The weekend's political chess game included the following moves: Democrats saying Gov. Sarah Palin is inexperienced, Republicans saying that Sen. Barack Obama is less experienced, Democrats saying Obama is experienced because he successfully ran a national campaign-and some saying that his brainpower and writing ability (Harvard Law Review, two well-crafted books) should count as well.
What to make of this? It's not easy to run a national campaign, particularly when it's not working, but the Obama strategy-concentrate on caucus states-worked brilliantly. Obama never had to change course and fire friends. It's a lot different working with people committed to you and riding a winning streak than it is to have to depend on opponents. Obama talks about common ground but never had to find a patch of it to survive.
The book-writing defense led me to think of Richard Nixon's book Six Crises, which dealt with political and diplomatic battles of various kinds. Obama's books are about himself. He did have to deal with lots of personal crises, including growing up without a father and searching (as a bi-racial person) for identity. Those, however, are not the crises that a president wakes up to every morning.
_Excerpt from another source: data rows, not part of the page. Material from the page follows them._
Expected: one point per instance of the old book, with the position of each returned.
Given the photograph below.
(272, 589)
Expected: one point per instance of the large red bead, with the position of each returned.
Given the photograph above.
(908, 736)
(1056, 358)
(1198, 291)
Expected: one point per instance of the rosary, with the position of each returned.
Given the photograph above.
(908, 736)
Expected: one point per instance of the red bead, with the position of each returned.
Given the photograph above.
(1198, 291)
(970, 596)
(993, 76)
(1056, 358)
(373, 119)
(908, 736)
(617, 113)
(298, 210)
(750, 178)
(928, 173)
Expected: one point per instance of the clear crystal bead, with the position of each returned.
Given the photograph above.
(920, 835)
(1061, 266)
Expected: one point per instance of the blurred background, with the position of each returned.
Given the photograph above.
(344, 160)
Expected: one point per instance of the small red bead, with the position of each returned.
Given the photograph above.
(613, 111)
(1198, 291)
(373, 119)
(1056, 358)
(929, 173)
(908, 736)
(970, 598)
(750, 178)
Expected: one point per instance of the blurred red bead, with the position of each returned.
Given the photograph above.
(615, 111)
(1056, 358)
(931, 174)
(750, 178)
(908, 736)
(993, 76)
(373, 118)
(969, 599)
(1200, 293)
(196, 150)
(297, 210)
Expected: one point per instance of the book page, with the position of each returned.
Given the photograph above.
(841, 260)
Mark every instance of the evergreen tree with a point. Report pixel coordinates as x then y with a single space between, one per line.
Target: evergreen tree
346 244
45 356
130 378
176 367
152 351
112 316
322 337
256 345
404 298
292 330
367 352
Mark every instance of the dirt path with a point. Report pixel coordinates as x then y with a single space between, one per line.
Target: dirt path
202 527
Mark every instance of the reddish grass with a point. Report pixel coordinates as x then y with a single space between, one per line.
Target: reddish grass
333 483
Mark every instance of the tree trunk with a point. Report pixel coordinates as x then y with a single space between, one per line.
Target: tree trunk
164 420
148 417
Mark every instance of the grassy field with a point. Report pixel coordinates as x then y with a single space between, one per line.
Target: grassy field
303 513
Fifteen of our 43 presidents have had experience as senators, but only two-Warren Harding and John F. Kennedy-came to the White House directly from the Senate. Americans generally understand that executive experience is important in presidential candidates, which is why so many were governors. Senatorial experience is useful when it has involved many years in the legislative rough-and-tumble, but Obama doesn't even have that. It could be argued that Obama, were he to move into the Oval Office, would be the least experienced of all our elected presidents.